ヨーロッパ発祥の民間療法の実践が危険な理由とは?

 同療法に詳しい内科医の名取宏(なとり ひろむ)氏が解説する。
みなさんは「ホメオパシー」という言葉を聞いたことがありますか? 
ヨーロッパ発祥の民間療法の一種なのですが、日本では主に妊婦さんや出産後のお母さん方のあいだでホメオパシーが使われています。
助産師から勧められたり 、母親同士のネットワークで広まったりしているようです。
みなさんも子育て中に「自然療法のホメオパシーを始めたんだけど、子どもの免疫力が上がって副作用もなくて、薬にも頼らなくてすむし本当にいいよ。やってみない?」と声をかけられることがあるかもしれません。

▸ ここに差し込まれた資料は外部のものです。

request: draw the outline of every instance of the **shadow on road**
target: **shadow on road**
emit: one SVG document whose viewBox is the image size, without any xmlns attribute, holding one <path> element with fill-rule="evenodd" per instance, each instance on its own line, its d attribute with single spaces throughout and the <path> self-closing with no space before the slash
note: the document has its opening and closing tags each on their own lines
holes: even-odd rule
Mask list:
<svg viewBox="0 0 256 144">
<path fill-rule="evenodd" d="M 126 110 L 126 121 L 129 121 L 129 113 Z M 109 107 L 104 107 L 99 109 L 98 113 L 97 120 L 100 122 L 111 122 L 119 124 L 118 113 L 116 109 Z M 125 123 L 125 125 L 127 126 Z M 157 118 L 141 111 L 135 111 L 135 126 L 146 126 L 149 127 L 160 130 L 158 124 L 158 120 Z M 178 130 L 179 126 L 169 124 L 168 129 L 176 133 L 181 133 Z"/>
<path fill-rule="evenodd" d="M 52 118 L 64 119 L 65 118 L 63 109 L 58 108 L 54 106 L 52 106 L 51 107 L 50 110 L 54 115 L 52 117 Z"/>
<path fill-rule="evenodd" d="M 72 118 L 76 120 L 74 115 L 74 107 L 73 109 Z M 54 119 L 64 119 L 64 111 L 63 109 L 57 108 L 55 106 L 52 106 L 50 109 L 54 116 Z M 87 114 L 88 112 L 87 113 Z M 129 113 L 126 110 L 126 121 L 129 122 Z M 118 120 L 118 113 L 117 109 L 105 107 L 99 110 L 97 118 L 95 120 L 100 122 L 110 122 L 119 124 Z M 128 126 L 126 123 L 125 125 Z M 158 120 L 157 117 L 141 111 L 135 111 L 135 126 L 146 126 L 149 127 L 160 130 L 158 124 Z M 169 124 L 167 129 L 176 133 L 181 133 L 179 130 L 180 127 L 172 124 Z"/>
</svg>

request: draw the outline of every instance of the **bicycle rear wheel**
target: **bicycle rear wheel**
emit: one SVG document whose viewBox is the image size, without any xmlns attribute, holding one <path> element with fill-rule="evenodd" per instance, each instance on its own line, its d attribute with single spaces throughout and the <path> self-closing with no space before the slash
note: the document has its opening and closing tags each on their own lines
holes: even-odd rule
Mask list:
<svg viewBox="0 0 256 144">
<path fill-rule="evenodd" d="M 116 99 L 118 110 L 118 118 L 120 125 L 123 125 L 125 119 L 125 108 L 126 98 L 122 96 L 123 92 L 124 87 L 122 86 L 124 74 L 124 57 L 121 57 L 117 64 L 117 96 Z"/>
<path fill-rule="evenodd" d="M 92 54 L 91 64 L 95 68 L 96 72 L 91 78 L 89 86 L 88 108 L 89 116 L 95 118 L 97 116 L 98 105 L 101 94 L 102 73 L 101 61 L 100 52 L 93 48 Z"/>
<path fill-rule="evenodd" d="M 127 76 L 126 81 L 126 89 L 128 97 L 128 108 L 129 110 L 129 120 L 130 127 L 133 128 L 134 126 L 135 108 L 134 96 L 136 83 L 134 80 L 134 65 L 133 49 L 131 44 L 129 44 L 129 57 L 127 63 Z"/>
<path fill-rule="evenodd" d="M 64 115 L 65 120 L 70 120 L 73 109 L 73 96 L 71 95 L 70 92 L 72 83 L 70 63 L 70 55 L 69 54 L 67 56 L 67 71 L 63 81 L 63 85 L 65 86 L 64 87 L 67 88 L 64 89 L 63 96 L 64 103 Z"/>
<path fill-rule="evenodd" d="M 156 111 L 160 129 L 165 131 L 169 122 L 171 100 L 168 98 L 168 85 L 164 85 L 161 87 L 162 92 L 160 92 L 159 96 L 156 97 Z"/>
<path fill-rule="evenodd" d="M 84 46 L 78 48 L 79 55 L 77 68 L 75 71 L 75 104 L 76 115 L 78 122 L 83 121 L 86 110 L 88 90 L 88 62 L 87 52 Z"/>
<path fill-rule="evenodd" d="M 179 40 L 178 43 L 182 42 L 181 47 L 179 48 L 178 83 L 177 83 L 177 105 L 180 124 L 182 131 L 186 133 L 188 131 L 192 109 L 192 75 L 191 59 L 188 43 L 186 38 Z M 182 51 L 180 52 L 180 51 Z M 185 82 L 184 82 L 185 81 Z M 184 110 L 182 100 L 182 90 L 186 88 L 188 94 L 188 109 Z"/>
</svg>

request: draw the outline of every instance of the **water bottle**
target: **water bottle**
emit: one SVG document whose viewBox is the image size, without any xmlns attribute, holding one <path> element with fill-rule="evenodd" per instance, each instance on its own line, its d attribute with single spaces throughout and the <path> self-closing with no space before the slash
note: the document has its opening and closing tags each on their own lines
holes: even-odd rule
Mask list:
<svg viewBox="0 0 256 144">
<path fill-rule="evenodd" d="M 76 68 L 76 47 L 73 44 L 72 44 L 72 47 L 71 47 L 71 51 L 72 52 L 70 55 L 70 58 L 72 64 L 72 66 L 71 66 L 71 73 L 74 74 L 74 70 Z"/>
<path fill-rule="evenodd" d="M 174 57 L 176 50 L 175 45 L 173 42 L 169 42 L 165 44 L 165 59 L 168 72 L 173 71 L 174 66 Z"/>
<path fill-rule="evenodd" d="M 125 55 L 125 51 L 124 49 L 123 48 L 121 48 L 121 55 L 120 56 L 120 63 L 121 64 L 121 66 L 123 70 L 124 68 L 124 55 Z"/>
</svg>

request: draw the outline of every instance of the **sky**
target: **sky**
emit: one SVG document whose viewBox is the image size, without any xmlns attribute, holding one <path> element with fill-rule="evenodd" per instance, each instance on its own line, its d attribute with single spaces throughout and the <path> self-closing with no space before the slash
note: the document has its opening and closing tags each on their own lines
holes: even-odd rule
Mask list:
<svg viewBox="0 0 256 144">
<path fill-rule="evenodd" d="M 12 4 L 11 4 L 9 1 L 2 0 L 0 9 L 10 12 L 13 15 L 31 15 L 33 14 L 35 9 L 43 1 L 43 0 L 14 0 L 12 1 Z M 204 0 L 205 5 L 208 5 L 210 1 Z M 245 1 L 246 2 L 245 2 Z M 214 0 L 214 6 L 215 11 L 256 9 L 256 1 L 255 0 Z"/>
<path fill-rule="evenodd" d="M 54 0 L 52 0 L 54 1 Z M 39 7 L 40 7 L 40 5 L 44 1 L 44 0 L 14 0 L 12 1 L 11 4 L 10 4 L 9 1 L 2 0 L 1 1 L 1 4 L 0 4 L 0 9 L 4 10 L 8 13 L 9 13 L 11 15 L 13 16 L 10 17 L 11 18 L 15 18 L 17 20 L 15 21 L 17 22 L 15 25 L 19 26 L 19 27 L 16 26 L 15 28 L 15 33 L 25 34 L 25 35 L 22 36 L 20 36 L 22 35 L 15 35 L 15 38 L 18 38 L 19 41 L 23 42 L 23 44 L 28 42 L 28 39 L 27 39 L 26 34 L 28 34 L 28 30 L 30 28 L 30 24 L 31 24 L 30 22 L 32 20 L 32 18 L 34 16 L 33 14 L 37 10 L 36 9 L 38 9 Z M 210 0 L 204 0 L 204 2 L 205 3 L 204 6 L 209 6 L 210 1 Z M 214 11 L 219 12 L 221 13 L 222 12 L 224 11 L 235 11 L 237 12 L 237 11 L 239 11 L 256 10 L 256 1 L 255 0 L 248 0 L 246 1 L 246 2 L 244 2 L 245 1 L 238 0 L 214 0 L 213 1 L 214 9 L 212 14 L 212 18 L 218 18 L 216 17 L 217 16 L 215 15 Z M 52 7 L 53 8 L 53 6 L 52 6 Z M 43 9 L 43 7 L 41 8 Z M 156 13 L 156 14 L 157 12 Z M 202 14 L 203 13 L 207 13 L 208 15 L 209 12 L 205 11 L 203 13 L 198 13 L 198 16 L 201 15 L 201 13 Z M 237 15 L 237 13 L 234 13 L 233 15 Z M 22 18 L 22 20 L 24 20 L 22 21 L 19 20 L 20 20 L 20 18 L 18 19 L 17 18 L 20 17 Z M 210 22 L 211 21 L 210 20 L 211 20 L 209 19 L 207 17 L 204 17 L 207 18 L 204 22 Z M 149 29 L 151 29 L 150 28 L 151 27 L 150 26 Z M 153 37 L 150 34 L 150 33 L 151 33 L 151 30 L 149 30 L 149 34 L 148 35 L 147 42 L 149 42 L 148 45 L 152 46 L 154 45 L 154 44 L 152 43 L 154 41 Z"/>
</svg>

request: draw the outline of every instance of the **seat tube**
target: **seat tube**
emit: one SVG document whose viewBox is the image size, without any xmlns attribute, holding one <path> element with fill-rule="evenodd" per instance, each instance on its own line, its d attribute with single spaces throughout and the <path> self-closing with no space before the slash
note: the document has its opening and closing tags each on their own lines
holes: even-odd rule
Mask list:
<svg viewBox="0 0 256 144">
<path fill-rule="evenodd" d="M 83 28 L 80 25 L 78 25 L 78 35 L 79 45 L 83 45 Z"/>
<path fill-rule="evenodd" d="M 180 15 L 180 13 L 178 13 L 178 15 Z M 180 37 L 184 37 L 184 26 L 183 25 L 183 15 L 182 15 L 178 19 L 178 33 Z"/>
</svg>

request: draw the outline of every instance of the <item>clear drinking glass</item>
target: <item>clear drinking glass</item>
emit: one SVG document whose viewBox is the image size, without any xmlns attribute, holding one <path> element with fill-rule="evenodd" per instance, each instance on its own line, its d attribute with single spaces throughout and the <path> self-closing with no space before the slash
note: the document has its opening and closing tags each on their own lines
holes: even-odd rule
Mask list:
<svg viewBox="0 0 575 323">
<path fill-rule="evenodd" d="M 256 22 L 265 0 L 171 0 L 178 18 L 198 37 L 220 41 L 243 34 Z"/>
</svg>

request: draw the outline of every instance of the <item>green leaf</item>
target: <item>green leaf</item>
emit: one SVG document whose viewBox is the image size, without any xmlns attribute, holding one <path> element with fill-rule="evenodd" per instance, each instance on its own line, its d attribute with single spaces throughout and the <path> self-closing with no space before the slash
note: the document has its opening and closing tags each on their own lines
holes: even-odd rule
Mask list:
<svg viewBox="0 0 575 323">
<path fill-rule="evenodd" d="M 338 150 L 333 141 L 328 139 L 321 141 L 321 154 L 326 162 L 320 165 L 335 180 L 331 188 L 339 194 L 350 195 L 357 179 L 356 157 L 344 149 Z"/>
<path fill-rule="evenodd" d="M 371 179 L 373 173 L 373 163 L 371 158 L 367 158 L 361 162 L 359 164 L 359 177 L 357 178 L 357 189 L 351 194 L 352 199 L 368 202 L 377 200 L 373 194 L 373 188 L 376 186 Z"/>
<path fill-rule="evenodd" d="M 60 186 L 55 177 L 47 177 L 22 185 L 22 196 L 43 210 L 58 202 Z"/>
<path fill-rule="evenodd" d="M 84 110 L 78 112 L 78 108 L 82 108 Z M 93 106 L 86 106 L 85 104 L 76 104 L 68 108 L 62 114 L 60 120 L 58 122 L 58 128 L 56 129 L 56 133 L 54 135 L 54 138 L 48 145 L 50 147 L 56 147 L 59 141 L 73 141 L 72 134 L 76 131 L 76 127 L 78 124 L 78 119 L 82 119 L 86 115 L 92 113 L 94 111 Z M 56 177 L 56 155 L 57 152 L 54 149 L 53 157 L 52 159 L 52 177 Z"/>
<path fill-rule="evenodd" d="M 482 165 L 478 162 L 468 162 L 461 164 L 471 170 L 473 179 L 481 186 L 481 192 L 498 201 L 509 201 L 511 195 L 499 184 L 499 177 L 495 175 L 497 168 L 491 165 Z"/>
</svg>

ホメオパシーの利用者は、子どもに対しては化学物質を避け、できるだけ安全で安心なものを使いたいと考えている人に多いようです。

「ヒ素」が薬になる独自理論

ホメオパシーには、毒物を薄めると毒を打ち消す薬になり、しかも薄めれば薄めるほど効果が強くなるという独特の考え方があります。
ヒ素が毒物であることは、みなさんご存じですね。
そのヒ素を水やアルコールといった液体に溶かし、10倍や100倍に薄めて振り混ぜることを何十回も繰り返し、最終的にその液体を砂糖玉に染み込ませたものが、ヒ素の毒に効くという理屈です。
この砂糖玉を「レメディ」と言います。
レメディは錠剤に似ていて、いかにも薬という形をしていますが、薬効成分は含まれていません。

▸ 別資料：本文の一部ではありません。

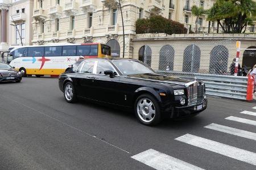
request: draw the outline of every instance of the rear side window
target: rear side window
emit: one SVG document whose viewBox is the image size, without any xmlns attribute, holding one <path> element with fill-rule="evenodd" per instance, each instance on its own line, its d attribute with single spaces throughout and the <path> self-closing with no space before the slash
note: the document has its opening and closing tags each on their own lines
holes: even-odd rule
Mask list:
<svg viewBox="0 0 256 170">
<path fill-rule="evenodd" d="M 27 48 L 22 48 L 15 50 L 13 52 L 14 58 L 27 56 Z"/>
<path fill-rule="evenodd" d="M 44 49 L 44 56 L 46 57 L 61 56 L 61 46 L 46 46 Z"/>
<path fill-rule="evenodd" d="M 93 73 L 94 67 L 94 61 L 86 61 L 84 62 L 80 73 Z"/>
<path fill-rule="evenodd" d="M 76 46 L 63 46 L 63 56 L 76 56 Z"/>
<path fill-rule="evenodd" d="M 42 57 L 44 56 L 44 47 L 29 47 L 27 56 L 29 57 Z"/>
</svg>

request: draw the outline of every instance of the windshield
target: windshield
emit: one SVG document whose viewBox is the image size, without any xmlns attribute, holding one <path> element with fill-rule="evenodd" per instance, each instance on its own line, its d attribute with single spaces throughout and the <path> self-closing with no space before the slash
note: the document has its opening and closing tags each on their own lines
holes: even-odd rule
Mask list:
<svg viewBox="0 0 256 170">
<path fill-rule="evenodd" d="M 11 69 L 11 67 L 6 63 L 0 63 L 0 69 Z"/>
<path fill-rule="evenodd" d="M 139 61 L 116 60 L 113 63 L 124 75 L 154 73 L 151 69 Z"/>
</svg>

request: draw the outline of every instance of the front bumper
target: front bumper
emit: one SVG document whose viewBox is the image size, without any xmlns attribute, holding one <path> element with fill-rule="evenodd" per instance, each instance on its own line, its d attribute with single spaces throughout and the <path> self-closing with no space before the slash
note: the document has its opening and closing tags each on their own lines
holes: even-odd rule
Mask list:
<svg viewBox="0 0 256 170">
<path fill-rule="evenodd" d="M 9 79 L 8 77 L 0 77 L 0 82 L 16 82 L 20 81 L 22 79 L 21 76 L 12 76 L 11 78 L 12 79 Z"/>
<path fill-rule="evenodd" d="M 172 118 L 180 118 L 196 115 L 204 111 L 207 108 L 207 99 L 185 107 L 175 107 L 171 113 Z M 202 108 L 197 109 L 198 107 L 202 106 Z"/>
</svg>

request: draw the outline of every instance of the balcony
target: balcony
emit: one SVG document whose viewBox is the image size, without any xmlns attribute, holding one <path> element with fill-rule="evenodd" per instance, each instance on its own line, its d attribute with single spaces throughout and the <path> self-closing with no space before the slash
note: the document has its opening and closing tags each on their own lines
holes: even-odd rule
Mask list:
<svg viewBox="0 0 256 170">
<path fill-rule="evenodd" d="M 44 14 L 44 10 L 40 8 L 34 10 L 32 17 L 37 20 L 44 20 L 46 19 L 46 15 Z"/>
<path fill-rule="evenodd" d="M 150 11 L 155 11 L 158 13 L 164 8 L 162 0 L 150 0 L 148 5 Z"/>
<path fill-rule="evenodd" d="M 56 6 L 50 8 L 49 14 L 52 18 L 59 18 L 62 13 L 61 7 L 59 4 Z"/>
<path fill-rule="evenodd" d="M 169 10 L 170 11 L 173 11 L 175 10 L 175 6 L 174 5 L 174 4 L 173 3 L 170 3 L 170 6 L 169 6 Z"/>
<path fill-rule="evenodd" d="M 75 34 L 76 31 L 75 29 L 67 32 L 67 36 L 68 38 L 75 38 Z"/>
<path fill-rule="evenodd" d="M 75 0 L 69 1 L 69 2 L 66 2 L 64 5 L 64 8 L 63 12 L 66 15 L 75 15 L 78 12 L 77 3 Z"/>
<path fill-rule="evenodd" d="M 183 8 L 183 12 L 185 13 L 192 13 L 191 8 L 188 6 L 185 6 Z"/>
<path fill-rule="evenodd" d="M 82 0 L 80 8 L 84 11 L 91 12 L 97 8 L 96 0 Z"/>
<path fill-rule="evenodd" d="M 26 19 L 26 15 L 24 13 L 18 13 L 10 16 L 10 22 L 18 22 L 20 21 L 25 21 Z"/>
</svg>

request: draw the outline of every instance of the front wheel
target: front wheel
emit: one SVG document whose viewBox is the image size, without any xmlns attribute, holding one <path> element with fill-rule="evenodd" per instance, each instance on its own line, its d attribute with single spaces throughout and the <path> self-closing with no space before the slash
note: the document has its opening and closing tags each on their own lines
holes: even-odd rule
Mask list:
<svg viewBox="0 0 256 170">
<path fill-rule="evenodd" d="M 135 101 L 134 110 L 137 118 L 142 124 L 153 126 L 161 121 L 159 105 L 156 100 L 150 95 L 139 96 Z"/>
<path fill-rule="evenodd" d="M 64 97 L 68 103 L 73 103 L 77 101 L 76 91 L 74 86 L 71 82 L 68 82 L 64 86 Z"/>
</svg>

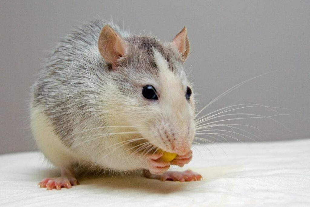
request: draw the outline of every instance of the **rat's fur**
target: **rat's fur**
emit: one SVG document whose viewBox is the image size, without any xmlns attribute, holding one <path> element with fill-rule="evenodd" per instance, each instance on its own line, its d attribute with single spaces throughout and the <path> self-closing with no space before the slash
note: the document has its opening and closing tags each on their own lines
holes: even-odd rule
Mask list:
<svg viewBox="0 0 310 207">
<path fill-rule="evenodd" d="M 127 46 L 115 70 L 98 51 L 106 25 Z M 190 84 L 183 57 L 170 43 L 129 34 L 111 22 L 93 21 L 72 32 L 33 87 L 31 125 L 39 148 L 61 168 L 87 163 L 120 171 L 147 169 L 145 155 L 135 152 L 144 142 L 185 153 L 195 133 L 195 107 L 193 96 L 185 97 Z M 158 100 L 142 95 L 148 84 Z"/>
</svg>

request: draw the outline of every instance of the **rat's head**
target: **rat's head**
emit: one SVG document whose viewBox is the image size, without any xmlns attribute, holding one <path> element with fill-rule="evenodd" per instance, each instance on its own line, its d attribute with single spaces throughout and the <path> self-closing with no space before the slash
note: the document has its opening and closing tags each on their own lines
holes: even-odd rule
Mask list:
<svg viewBox="0 0 310 207">
<path fill-rule="evenodd" d="M 165 151 L 188 152 L 195 134 L 195 108 L 183 66 L 189 50 L 186 29 L 172 42 L 162 43 L 148 36 L 123 38 L 106 25 L 98 47 L 110 66 L 110 121 L 132 126 Z"/>
</svg>

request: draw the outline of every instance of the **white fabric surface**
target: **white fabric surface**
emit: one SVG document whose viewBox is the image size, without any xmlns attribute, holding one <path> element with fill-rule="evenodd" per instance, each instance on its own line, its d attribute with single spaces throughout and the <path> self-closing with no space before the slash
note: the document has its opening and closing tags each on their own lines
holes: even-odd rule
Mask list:
<svg viewBox="0 0 310 207">
<path fill-rule="evenodd" d="M 37 186 L 58 173 L 44 164 L 40 153 L 2 155 L 0 205 L 310 206 L 310 139 L 195 148 L 183 169 L 200 173 L 202 181 L 93 177 L 58 191 Z"/>
</svg>

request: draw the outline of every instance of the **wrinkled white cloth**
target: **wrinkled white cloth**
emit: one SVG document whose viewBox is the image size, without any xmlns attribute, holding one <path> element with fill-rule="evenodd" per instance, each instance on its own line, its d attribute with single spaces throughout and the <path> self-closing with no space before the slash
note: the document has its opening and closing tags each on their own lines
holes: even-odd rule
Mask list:
<svg viewBox="0 0 310 207">
<path fill-rule="evenodd" d="M 310 139 L 195 146 L 180 169 L 203 181 L 91 177 L 60 191 L 37 186 L 58 171 L 38 152 L 0 155 L 1 206 L 310 206 Z"/>
</svg>

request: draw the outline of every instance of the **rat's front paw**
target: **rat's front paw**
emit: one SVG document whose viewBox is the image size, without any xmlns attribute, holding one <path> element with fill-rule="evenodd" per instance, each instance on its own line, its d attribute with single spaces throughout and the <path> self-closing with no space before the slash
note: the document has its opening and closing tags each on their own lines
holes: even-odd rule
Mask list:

物質としてのヒ素は何度も繰り返し薄められているため、ヒ素のレメディには残っていません。
元の成分は含まれていないため、安全だというわけです。
元の成分が残っていないのになぜ効果を発揮するのかというと、ヒ素の情報が水に記憶されているのだそうです。
水の記憶は「バイタルフォース」や「波動」といった一見科学的に思える用語で説明されることもあります。
でも、効果だけあって副作用はないようなよいものであれば、病院でも使われているはずではないでしょうか。

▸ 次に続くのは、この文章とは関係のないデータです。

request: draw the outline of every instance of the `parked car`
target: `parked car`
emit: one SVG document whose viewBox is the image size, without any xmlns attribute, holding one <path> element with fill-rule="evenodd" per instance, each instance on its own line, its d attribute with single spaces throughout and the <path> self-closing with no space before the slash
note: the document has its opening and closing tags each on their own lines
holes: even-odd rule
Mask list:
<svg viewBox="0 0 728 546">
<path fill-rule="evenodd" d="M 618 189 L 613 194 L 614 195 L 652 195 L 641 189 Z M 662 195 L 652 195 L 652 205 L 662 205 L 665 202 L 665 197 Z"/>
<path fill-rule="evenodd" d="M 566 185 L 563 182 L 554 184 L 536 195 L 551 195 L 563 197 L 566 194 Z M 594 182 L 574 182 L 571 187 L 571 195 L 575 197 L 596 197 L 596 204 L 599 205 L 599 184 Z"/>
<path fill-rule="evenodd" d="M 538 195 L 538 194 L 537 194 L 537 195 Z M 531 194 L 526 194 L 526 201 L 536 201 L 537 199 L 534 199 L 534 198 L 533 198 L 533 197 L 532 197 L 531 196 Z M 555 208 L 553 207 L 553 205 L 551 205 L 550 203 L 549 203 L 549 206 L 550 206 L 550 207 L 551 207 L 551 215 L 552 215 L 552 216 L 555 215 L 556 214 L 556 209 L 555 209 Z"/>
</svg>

日本でホメオパシーを利用している医師は、きわめて少数です。
「ホメオパス」と呼ばれるホメオパシーの「専門家」がいるにはいますが、民間のホメオパシーの団体が独自に認定した資格にすぎず、国家資格ではありません。
「水の記憶」や「波動」にも科学的根拠はありません。
ホメオパシーの理論で言えば、ヒ素のレメディはヒ素中毒に効くはずですが、実際にはヒ素中毒に対してではなく、不安や焦燥感に使われています。
ヒ素中毒が、不安や焦燥感といった精神症状を引き起こすからでしょう。
よく言えば柔軟で、悪く言えばいい加減です。

ヒ素だけでなく、ほかにもじつに多種類のレメディがあります。
アロエ、ベラドンナ、毒グモ、ヒゼンダニ、犬の乳、亜鉛、硫黄、水銀など。変わったものでは、ベルリンの壁のレメディや般若心経のレメディがあります。

民間療法というより「加持祈祷」のたぐい

般若心経のレメディがいったい何に効くというのでしょうか。
ホメオパシーの理論によると、般若心経のレメディは般若心経によって生じる症状に効くことになりますが、あるホメオパス(ホメオパシー治療を行う者)のブログによれば、成仏していない霊の憑依(ひょうい)や生霊に使うのだそうです。
もはや民間療法というより加持祈禱の類ですね。

生霊に効かすつもりなら、生霊を何度も繰り返し薄めたレメディを使わなければならないはずですが、さすがに材料の生霊が手に入らなかったのでしょう。
また、レメディは結構お高いです。
例えば、小ビンに入った般若心経のレメディはネットショッピングのサイトで税込2052円で売られていました。
ホメオパシーでは症状に合わせてレメディを選んで使うので、多種類のレメディを準備しなければなりません。
よく使う種類のレメディがセットになったものは1万円以上の値段がついています。

ホメオパスに相談すると、これまたお金がかかります。
保険はききませんので全額自費です。
値段が高くても、効けばまだいいでしょう。
でも、これらのレメディに効果はありません。
薬に効果があるかどうかは、その薬と似たニセの薬と比べてみることで証明できますが、臨床試験でレメディに似せたニセの薬と比較したところ、差がないことがはっきりわかっています
※1 Shang A et al. Are the clinical effects of homoeopathy placebo effects? Comparative study of placebo-controlled trials of homoeopathy and allopathy., Lancet. 2005 Aug 27-Sep 2; 366 (9487): 726–32.)。
レメディには薬効成分は残っていませんから当然です。

レメディに特別な効果がなくても、効いたように誤解することはあります。
例えば、不安に効くとされるヒ素のレメディを飲んで、不安がやわらぐこともあるでしょう。
レメディに特別な効果がなくても、単になんだか薬っぽいものを飲んだことが安心感をもたらすのです。
あるいはレメディを使ったあとに風邪が治ったとして、単に自然治癒しただけなのにレメディが効いたと誤認することもあります。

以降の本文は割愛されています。